Em 2001, Ray Bradbury participou de um simpósio de escritores na PLNU (Universidade de Point Loma Nazarene- San Diego, Califórnia), deixando onze conselhos para escritores novatos.

20ventura600Ray Bradbury, aos 88 anos (junho 2009), para o NYT: “Eu não acredito em escolas e universidades. Eu acredito em livrarias”

Se você tem 15 ou 75 anos e sonha em ser escritor, dá uma olhada nesses excelentes conselhos para sonhadores de todas as idades:

1– Comece pelos contos curtos
Bradbury aconselha a não começar pelo romance. “O problema com os romances é que você  pode ficar um ano escrevendo um e pode não ficar bom, já que você ainda não aprendeu a escrever”. O ideal é escrever muitos contos curtos, mesmo que sejam ruins, servem para treinar. “Te desafio a escrever cinquenta e dois contos ruins. Não se pode”. E praticando… “certamente chegará uma história maravilhosa”.
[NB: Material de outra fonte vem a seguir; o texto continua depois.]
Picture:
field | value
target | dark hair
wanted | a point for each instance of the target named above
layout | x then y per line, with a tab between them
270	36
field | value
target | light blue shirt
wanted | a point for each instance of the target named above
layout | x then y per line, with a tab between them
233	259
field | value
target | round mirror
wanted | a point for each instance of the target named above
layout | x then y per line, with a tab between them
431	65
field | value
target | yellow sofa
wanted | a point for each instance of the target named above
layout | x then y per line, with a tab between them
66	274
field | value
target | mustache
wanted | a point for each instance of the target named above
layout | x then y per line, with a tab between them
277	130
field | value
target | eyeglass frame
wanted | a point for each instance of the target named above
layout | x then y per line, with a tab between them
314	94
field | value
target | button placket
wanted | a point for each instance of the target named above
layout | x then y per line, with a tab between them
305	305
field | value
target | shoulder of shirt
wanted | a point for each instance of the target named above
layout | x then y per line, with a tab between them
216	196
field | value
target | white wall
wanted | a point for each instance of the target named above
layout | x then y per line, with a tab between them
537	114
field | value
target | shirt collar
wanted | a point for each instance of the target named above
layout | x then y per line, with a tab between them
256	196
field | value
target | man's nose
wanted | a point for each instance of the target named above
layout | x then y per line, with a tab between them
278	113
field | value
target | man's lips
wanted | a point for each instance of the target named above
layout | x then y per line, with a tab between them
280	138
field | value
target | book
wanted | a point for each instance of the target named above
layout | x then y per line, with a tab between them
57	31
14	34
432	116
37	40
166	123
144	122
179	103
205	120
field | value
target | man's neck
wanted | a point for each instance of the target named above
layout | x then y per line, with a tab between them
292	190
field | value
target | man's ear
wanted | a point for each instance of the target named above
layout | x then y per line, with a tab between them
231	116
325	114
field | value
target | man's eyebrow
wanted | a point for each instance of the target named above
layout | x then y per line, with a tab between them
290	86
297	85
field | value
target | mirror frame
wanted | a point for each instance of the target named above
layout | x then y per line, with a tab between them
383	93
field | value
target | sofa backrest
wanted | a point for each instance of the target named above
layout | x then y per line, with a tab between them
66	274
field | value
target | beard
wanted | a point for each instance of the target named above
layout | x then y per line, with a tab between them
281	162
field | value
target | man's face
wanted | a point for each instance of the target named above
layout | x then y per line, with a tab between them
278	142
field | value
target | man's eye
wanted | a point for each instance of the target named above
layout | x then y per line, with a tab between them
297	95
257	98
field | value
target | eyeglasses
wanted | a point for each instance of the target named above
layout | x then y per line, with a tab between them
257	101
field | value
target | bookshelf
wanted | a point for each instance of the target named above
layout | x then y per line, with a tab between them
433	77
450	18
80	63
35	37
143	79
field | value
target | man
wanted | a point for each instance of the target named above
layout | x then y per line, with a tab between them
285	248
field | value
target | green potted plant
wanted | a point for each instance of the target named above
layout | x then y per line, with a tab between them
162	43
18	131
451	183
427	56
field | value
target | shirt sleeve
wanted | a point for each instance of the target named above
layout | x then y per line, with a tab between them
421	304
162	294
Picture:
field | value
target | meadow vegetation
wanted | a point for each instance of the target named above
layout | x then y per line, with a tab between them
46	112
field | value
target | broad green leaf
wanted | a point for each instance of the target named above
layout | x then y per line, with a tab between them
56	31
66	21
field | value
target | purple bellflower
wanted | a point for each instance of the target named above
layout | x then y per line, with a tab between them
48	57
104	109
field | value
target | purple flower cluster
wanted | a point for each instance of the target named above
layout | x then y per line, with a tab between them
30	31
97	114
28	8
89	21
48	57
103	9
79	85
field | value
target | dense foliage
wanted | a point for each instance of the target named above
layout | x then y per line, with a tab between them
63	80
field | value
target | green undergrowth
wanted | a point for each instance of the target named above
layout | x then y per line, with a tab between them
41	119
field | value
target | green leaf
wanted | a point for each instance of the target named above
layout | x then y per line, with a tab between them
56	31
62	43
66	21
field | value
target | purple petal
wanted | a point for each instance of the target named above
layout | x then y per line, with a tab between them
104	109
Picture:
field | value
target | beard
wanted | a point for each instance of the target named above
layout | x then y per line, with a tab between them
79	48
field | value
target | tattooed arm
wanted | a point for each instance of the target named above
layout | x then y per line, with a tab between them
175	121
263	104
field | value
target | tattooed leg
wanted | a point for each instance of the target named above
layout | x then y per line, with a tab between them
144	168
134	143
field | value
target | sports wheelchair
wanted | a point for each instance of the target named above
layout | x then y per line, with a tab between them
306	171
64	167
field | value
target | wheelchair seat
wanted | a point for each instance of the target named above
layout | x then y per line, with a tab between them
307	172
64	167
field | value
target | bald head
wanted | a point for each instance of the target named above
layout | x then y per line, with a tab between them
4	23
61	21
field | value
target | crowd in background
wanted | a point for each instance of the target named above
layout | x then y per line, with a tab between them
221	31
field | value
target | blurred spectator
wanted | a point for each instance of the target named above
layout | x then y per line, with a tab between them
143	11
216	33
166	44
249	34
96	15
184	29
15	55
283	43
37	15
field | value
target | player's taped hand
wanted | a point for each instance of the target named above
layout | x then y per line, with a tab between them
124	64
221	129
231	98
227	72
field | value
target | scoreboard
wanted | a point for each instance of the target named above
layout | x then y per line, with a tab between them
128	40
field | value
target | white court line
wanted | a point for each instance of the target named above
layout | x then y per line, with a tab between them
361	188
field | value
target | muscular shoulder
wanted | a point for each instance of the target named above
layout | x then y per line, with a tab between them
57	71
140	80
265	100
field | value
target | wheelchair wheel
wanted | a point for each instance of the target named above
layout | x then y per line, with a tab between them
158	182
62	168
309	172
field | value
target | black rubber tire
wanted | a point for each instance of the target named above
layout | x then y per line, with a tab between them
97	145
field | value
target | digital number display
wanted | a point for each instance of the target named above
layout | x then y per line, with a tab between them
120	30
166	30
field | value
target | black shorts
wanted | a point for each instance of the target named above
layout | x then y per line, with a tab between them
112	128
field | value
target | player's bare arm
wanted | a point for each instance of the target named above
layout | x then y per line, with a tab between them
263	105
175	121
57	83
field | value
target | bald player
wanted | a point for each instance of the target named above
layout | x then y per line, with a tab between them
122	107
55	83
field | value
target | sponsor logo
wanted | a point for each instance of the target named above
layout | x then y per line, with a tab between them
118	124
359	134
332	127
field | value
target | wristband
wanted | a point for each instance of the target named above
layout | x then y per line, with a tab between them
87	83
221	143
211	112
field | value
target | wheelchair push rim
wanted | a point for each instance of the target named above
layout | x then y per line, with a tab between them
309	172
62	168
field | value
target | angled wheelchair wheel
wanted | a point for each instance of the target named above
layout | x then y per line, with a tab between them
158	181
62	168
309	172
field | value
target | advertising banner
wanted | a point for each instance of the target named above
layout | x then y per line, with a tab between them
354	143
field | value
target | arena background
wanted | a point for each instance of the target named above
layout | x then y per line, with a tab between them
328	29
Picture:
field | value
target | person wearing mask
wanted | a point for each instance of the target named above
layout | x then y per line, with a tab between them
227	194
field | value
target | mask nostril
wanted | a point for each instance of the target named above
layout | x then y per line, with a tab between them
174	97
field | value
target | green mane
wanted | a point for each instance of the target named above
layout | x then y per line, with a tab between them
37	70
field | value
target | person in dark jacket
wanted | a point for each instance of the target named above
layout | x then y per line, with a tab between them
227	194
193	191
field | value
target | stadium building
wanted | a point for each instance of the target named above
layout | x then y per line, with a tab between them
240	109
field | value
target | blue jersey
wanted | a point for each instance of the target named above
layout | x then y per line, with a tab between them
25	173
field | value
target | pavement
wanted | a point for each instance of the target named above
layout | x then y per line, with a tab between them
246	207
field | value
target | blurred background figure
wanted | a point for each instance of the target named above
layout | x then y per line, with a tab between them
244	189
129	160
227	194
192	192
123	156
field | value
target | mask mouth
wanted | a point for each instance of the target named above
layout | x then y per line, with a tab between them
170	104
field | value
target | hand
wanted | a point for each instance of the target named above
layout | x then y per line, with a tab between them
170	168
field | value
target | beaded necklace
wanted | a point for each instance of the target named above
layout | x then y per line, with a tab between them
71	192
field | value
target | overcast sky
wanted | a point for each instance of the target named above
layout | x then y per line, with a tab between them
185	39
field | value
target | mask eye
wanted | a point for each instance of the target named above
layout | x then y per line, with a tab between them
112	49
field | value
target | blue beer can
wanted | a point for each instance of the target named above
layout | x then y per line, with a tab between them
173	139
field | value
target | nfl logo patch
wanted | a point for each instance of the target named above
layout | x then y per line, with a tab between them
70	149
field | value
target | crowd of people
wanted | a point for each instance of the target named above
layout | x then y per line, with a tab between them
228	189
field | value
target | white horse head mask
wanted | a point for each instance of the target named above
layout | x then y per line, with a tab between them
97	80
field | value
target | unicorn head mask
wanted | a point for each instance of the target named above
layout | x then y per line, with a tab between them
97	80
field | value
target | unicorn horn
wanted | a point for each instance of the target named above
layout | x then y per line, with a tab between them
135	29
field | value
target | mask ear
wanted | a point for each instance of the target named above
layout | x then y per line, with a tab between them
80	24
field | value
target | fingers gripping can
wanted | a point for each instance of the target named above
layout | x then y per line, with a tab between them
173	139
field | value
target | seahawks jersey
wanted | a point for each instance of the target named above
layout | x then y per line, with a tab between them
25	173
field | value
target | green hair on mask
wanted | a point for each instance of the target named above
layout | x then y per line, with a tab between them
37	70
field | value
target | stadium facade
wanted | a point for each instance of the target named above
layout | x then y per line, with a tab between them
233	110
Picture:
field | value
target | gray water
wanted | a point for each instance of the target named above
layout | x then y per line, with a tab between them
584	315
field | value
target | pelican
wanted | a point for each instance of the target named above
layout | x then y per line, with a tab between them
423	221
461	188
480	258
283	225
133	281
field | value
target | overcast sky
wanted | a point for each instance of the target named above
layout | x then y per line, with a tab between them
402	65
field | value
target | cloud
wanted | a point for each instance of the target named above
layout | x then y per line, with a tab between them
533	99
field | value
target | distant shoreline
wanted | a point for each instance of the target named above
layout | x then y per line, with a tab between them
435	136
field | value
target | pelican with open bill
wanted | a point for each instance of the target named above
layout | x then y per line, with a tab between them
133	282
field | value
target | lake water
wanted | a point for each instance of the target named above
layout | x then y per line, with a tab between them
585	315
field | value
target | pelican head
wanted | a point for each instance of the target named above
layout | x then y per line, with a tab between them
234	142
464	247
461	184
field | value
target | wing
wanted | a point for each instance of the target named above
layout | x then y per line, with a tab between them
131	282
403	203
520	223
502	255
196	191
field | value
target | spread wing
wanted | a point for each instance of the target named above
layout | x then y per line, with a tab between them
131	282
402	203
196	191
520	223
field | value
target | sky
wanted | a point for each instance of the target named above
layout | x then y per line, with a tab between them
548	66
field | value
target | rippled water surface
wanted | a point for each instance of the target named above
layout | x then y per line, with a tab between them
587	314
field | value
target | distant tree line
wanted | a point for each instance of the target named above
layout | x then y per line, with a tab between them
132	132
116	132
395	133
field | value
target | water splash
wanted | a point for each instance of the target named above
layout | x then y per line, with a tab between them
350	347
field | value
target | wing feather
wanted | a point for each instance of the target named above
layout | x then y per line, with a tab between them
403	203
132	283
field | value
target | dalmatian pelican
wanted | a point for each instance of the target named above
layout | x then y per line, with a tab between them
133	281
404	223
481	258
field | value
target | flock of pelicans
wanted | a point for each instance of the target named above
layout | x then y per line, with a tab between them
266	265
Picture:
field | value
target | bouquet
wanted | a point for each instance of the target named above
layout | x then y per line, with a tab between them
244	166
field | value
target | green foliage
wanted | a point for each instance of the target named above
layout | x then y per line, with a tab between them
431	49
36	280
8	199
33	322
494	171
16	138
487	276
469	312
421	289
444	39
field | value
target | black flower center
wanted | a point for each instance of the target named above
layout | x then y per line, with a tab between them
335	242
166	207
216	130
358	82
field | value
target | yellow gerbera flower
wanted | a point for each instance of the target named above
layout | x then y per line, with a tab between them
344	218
2. Não tente imitar os seus autores favoritos
Procure o seu próprio estilo. Bradbury cita como um erro da sua juventude, quando tentava imitar os autores que ele admiraba, entre os quais, Julio Verne, Arthur Conan Doyle e H.G. Wells. “Você não pode ser nenhum deles” (…) “você pode amá- los, mas não pode vencê-los”.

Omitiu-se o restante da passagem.